Layered prompt-injection / approval-fatigue defenses. Full reference: docs/SECURITY.md.

  • Untrusted-content wrapper (cmd/odek/untrusted.go) — every tool whose output sources from outside the trust boundary (browser, read_file, shell, search_files, multi_grep, transcribe, any MCP tool) wraps results in <untrusted_content_<nonce> source="...">…</untrusted_content_<nonce>>. Per-call nonce defeats wrapper-escape via literal close tag.
  • Audit log (cmd/odek/audit.go + internal/session/audit.go) — every wrapUntrusted call records source + content-hash + turn into <sessions>/audit/<id>.json. After each turn a divergence heuristic flags suspicious_divergence=true when the agent ingested untrusted content AND its tool calls referenced resources the user did not mention. Inspect with odek audit <session-id> / odek audit --list.
  • Memory taint (internal/memory/provenance.go) — EpisodeProvenance tracks Untrusted/Sources/UserApproved. Tainted episodes are stored but Search() filters them out, so a one-shot injection cannot persist via the episode pipeline. User must explicitly promote.
  • Skill provenance gate (internal/skills/loader.go + cache.go) — Skill.Provenance{Untrusted, Sources, NeedsReview}. NeedsReview skills pin to Lazy regardless of auto_load. odek skill promote <name> clears the flag after user review.
  • Sub-agent damage cap (cmd/odek/subagent.go::applySubagentTrust) — delegate_tasks carries trust_level + max_risk. Untrusted ⇒ NonInteractive=deny, Destructive/CodeExec/Install/SystemWrite/NetworkEgress all forced to Deny. max_risk ⇒ everything above cap forced to Deny.
  • FD-based API key handoff (cmd/odek/subagent_key.go) — parent writes key to a 0600 tempfile, immediately unlink()s, passes the FD via cmd.ExtraFiles. Sub-agent reads from $ODEK_API_KEY_FD and closes. Key never in /proc/<pid>/environ.
  • Approver friction (internal/danger/approver.go, cmd/odek/wsapprover.go) — both TTYApprover and WSApprover engage friction mode after 3 approvals of the same class in 60s: require typing literal approve, 1.5s pause. Trust-class shortcut disabled for destructive + blocked regardless.
  • Danger classifier bypass resistance (internal/danger/classifier.go) — normalize() pre-processes: expand $IFS / ${IFS}, extract $(...) / `...` substitutions, strip command / exec / builtin wrappers, collapse unquoted backslashes, basename absolute paths. Regression suite in classifier_bypass_test.go.
  • WS Origin allowlist (cmd/odek/serve.go::checkLocalOrigin) — rejects non-localhost upgrades.

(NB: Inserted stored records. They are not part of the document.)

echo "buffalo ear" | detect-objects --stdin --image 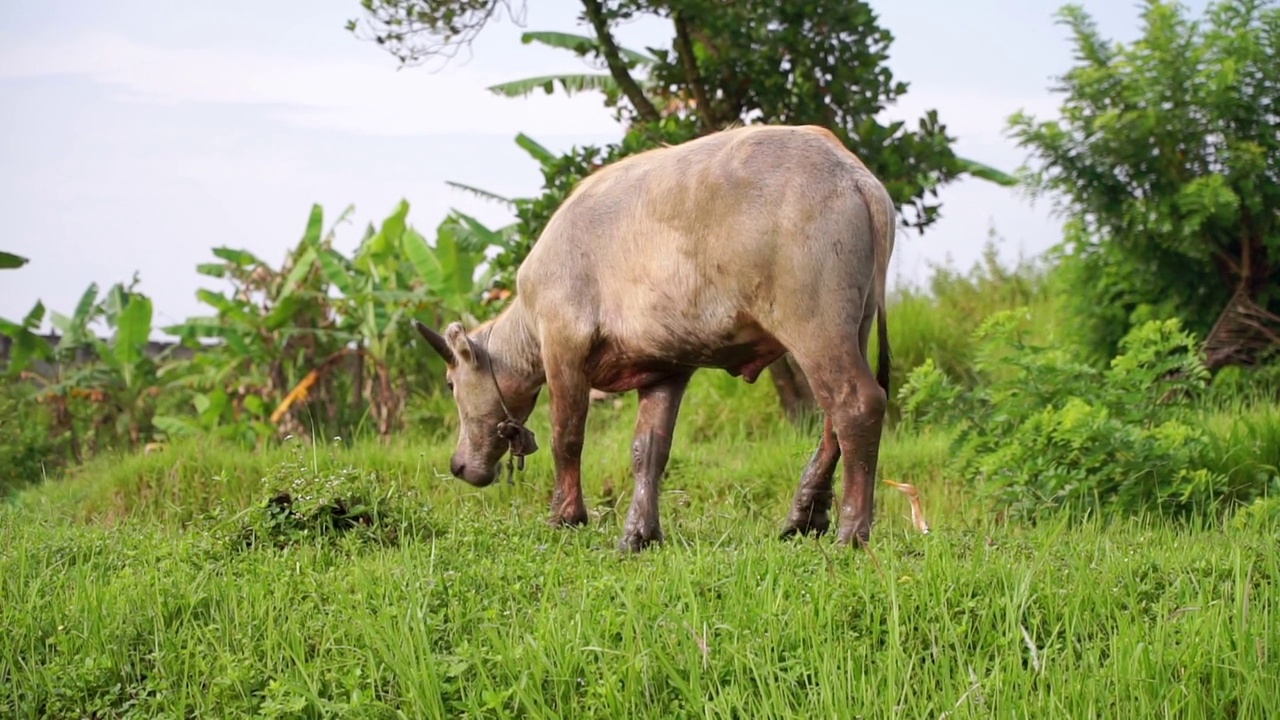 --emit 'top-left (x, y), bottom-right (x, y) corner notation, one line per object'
(413, 320), (457, 366)
(444, 322), (476, 365)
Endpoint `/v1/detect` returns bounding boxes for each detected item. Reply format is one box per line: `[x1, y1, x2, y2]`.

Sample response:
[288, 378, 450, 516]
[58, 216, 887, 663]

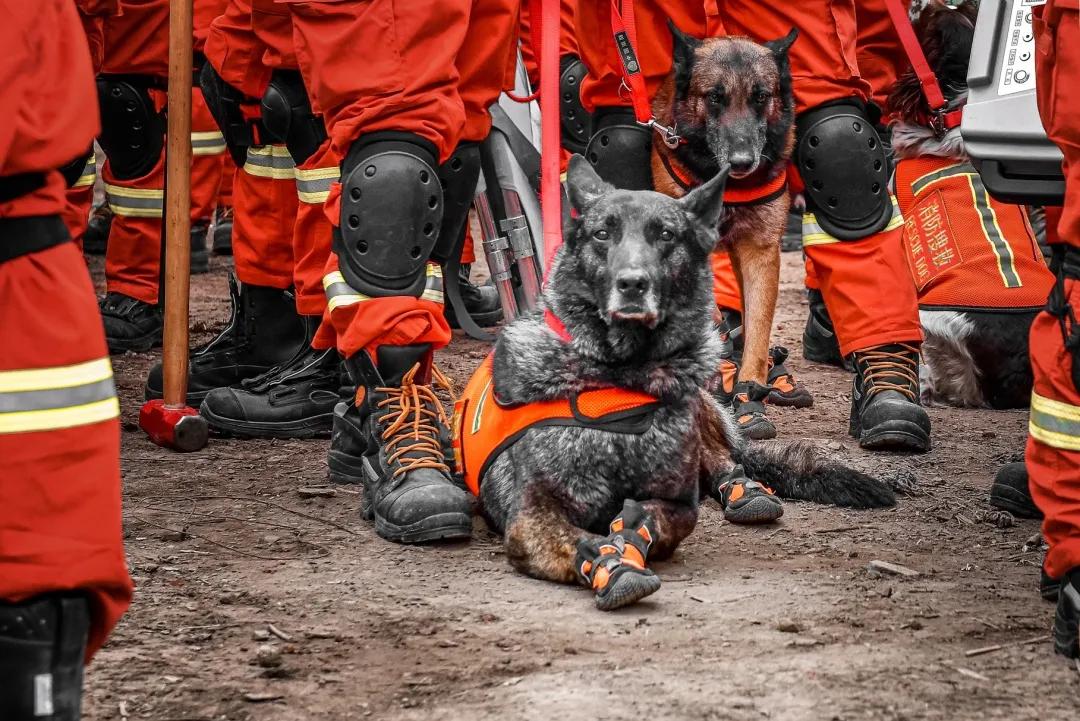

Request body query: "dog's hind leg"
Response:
[642, 499, 698, 561]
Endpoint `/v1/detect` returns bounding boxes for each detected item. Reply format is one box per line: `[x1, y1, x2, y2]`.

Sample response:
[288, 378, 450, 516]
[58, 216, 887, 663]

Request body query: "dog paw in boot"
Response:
[577, 500, 660, 611]
[710, 465, 784, 526]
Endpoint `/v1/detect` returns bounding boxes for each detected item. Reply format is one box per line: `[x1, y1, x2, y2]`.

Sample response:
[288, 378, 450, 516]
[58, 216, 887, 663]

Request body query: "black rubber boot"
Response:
[346, 344, 472, 543]
[213, 205, 232, 256]
[848, 343, 930, 453]
[199, 316, 342, 438]
[802, 288, 852, 370]
[990, 461, 1042, 518]
[444, 264, 502, 328]
[1054, 568, 1080, 658]
[191, 222, 210, 275]
[82, 203, 112, 256]
[146, 276, 310, 408]
[99, 293, 164, 353]
[0, 593, 91, 721]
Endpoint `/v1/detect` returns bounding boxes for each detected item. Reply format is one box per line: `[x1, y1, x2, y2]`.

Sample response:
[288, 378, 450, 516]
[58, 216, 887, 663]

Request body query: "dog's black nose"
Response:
[615, 271, 649, 299]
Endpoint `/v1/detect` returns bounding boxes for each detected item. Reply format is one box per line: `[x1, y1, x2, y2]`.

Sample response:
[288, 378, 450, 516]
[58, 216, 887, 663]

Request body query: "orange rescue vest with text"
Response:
[896, 158, 1054, 310]
[454, 352, 657, 495]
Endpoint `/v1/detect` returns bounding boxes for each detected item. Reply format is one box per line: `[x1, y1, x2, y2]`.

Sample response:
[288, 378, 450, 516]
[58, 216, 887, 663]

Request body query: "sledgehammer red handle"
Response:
[139, 0, 207, 451]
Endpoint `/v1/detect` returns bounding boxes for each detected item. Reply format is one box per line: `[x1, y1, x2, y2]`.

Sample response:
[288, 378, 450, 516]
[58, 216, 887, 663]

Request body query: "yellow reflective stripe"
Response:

Closes CSRF-on-localhost.
  • Serve sandbox default-onodek serve enables --sandbox automatically unless --no-sandbox is passed.
  • Secret redaction (internal/redact/redact.go) — 20+ patterns: OpenAI, Anthropic, GitHub PAT, AWS, PEM, JWT, Vault, Google OAuth, SendGrid, Discord, DB URLs, etc.

Platform Support

CLI, REPL, Web UI, Telegram bot — all in a single binary.

Testing

# All unit tests
go test ./... -count=1

# Race detector
go test -race ./... -count=1

# E2E tests (builds odek binary, tests real subprocess spawning)
ODEK_E2E=true go test -v -count=1 ./cmd/odek/ -run "TestE2E_"

# MCP E2E tests (builds fakeserver from source at test time)
ODEK_E2E=true go test -v -count=1 ./cmd/odek/ -run "TestMCPE2E_"

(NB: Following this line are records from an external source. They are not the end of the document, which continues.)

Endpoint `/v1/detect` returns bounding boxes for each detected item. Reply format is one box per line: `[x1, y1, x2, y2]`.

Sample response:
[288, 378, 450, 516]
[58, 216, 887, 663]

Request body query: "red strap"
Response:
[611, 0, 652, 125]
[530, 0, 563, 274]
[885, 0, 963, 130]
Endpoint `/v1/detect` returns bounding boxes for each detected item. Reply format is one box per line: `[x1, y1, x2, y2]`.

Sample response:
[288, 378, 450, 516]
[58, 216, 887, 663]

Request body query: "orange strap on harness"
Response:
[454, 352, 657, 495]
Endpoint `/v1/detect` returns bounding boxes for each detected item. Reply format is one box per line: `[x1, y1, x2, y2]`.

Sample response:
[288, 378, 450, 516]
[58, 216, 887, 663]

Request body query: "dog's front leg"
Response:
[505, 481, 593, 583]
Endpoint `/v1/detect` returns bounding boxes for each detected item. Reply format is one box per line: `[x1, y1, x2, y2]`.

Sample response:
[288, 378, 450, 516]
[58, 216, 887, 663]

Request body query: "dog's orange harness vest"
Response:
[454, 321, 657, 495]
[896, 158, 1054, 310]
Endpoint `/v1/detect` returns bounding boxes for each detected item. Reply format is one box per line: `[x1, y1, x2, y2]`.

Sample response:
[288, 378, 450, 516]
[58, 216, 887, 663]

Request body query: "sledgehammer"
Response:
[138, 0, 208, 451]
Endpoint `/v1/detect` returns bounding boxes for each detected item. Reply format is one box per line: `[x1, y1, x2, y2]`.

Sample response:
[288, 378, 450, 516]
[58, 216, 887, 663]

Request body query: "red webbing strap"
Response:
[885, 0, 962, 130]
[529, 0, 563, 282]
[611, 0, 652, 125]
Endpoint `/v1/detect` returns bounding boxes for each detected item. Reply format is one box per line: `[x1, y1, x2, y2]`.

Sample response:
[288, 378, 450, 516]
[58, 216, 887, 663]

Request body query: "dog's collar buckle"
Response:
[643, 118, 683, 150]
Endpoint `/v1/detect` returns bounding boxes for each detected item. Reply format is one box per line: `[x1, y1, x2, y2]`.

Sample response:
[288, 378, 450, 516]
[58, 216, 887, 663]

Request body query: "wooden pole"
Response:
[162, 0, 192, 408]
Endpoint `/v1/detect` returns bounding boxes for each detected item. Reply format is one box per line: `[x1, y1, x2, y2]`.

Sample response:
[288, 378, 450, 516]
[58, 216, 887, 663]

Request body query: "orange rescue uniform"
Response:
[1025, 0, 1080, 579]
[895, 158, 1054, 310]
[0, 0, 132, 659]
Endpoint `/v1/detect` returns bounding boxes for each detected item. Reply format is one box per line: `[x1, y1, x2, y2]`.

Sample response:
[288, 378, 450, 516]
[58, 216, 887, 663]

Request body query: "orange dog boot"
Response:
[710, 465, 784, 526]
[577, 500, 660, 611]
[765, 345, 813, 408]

# Sandbox integration tests (requires Docker)
go test -v -count=1 ./cmd/odek/ -run "TestSandbox"

Note: MCP client E2E tests build the fakeserver from internal/mcpclient/testdata/main.go at test time (no pre-compiled binary). Cross-platform test fixes in v0.56.2: macOS temp dirs classified correctly (LocalWrite not SystemWrite), Docker availability check now verifies daemon reachability.